Researchers have identified five candidate therapies for treating myasthenia gravis (MG) by using a new computational model that also predicts key biological processes involved in the disease.

The study, “Building the drug-GO function network to screen significant candidate drugs for myasthenia gravis,” was published in the journal PLOS ONE.

Drug repurposing — using old drugs for new indications — “has become an attractive form of drug discovery that can save time and money compared to developing new drugs,” researchers said.

In this study, they created a computational model for uncovering important biological functions linked with MG and screening for potential therapies from a database of existing compounds based on the biological processes they target.

In genetics, any given gene can be assigned into one or more categories called gene ontology (GO) classes, which represent that gene’s function, location within the cell, and the broader biological processes in which that gene is involved.

To create the computational model, researchers started with 258 genes associated with MG risk in prior studies to identify risk-related GO biological processes. Most of these risk genes give instructions for the production of cytokines — signaling proteins that serve as important messengers of the immune system.

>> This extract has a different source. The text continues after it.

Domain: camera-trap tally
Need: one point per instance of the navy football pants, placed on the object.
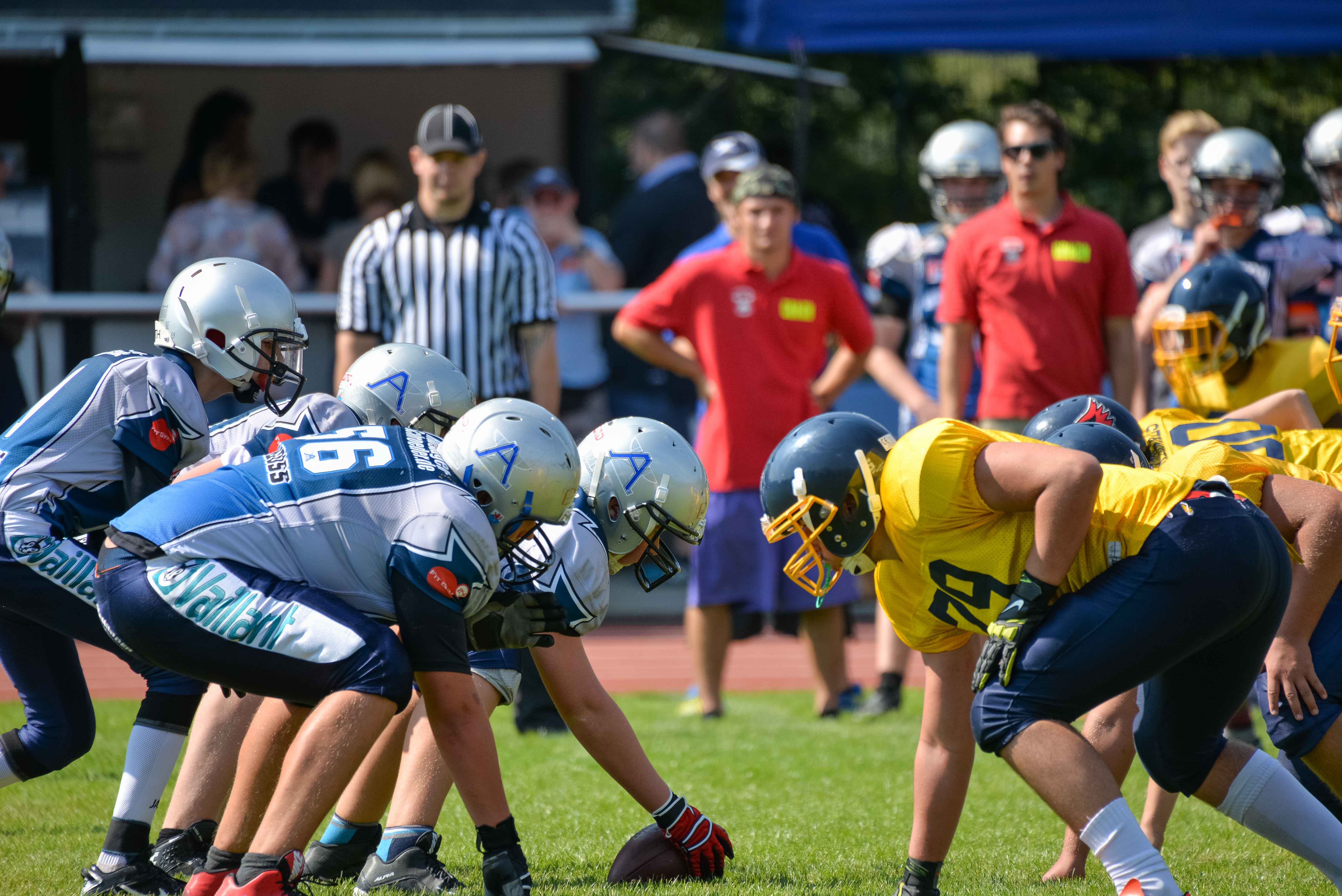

From there, researchers build a computational network that displayed the connections among all biological functions predicted to play a role in MG and quantified the magnitude of these interactions.

This network uncovered 238 biological processes that appeared to be key for the disease, as they spanned many MG risk genes.

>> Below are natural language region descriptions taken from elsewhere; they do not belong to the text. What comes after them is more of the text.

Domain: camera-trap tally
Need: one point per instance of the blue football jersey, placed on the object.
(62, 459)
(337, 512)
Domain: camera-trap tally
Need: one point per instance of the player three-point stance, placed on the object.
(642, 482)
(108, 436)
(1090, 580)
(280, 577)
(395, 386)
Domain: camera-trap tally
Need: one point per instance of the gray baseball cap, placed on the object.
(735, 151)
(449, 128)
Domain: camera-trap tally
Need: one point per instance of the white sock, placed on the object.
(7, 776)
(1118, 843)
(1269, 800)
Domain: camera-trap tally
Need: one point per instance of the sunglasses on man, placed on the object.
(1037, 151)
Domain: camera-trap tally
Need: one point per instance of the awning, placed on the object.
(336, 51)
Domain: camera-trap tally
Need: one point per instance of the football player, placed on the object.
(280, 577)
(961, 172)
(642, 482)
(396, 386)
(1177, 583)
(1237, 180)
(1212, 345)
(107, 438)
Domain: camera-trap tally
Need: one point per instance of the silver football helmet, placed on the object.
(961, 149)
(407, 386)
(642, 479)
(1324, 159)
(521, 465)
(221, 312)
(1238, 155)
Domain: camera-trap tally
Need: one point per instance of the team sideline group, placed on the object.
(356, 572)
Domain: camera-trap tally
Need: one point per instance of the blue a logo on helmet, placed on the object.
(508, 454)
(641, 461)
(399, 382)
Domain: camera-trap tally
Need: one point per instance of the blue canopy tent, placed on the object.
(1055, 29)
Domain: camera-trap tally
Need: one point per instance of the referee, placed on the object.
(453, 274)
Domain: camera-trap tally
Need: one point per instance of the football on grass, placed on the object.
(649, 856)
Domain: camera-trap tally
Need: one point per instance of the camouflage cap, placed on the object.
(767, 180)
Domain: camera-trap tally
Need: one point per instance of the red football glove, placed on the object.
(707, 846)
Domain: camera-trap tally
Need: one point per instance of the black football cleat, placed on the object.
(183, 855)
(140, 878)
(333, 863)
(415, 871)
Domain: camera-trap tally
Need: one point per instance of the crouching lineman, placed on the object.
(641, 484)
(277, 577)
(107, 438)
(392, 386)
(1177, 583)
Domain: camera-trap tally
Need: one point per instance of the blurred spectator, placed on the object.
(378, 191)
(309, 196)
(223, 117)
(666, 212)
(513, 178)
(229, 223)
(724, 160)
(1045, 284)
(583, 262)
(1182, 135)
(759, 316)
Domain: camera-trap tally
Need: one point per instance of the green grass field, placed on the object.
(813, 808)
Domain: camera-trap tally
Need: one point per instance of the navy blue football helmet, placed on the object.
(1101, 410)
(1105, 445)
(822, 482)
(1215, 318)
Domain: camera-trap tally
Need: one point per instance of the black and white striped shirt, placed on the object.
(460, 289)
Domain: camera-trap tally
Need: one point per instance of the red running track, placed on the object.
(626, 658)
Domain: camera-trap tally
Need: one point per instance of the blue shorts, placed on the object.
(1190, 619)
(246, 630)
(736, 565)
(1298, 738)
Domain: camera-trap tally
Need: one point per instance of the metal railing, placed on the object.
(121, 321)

Specifically, they discovered that “the positive regulation of NF-kappaB transcription factor activity may be one of the most important GO functions in the mechanism of MG.”

NF-kappaB is a family of proteins termed transcription factors, which work as positive switchers of gene activity. They are critical regulators of many biological functions, including immune and inflammatory responses. They are persistently active in diseases such as arthritis, chronic inflammation and neurodegenerative diseases.

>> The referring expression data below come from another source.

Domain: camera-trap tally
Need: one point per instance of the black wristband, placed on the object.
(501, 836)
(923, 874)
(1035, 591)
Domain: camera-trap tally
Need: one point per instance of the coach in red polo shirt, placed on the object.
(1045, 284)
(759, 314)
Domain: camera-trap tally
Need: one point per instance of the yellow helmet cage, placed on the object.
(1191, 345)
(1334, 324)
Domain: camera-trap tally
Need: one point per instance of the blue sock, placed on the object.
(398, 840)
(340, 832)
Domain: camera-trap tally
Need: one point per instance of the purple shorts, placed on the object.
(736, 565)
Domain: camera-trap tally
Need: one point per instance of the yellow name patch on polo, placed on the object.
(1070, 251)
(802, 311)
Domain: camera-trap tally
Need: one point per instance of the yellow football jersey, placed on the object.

Next, researchers built a drug-GO function network to weigh the relationships between a list of existing drugs, whose targets are known, and the biological functions associated with MG.

They used this network to screen for drugs with strong associations with MG risk that could, therefore, represent potential candidates for treating the condition.

Five candidate drugs were identified — glucosamine, apremilast (brand name Otezla), adalimumab (brand name Humira), and etanercept (brand names Enbrel, Erelzi, Brenzys) and polaprezinc.

Two of them, adalimumab and etanercept, have already been investigated to treat MG; these and apremilast are FDA-approved to treat many inflammatory conditions including arthritis. Glucosamine is a naturally occurring sugar protein involved in the formation of cartilage. It has been used to relieve joint pain, swelling, and stiffness caused by arthritis. Polaprezinc is a compound that increases the levels of various antioxidant enzymes. It is approved in Japan for treating stomach ulcers.

Based on the common links between candidate drugs and the GO functions affected by them, researchers predict that the identified compounds may target MG via two main pathways: graft-versus-host disease (GVHD), a complication where bone marrow or stem cell transplants begin attacking the host body, and type I diabetes.

These two pathways can involve self-reacting immune responses. In fact, myasthenic symptoms are frequently associated with other symptoms of chronic GVHD, and MG has been reported as a rare complication of GVHD after stem cell transplants. Moreover, type 1 diabetes increases the risk for other autoimmune diseases and is related to a genetic risk for these diseases.

“In conclusion, we compiled a catalog of MG risk genes and identified risk GO functions, drugs and risk pathways,” researchers said. “We also investigated the complex connection among MG risk genes, drugs, and GO functions by constructing a [drug-GO function network] and we identified five candidate drugs.” 

The study, they say, will “reveal a new perspective on the mechanisms and novel treatment strategies of MG” as well as “provide strong support for research on GO functions.”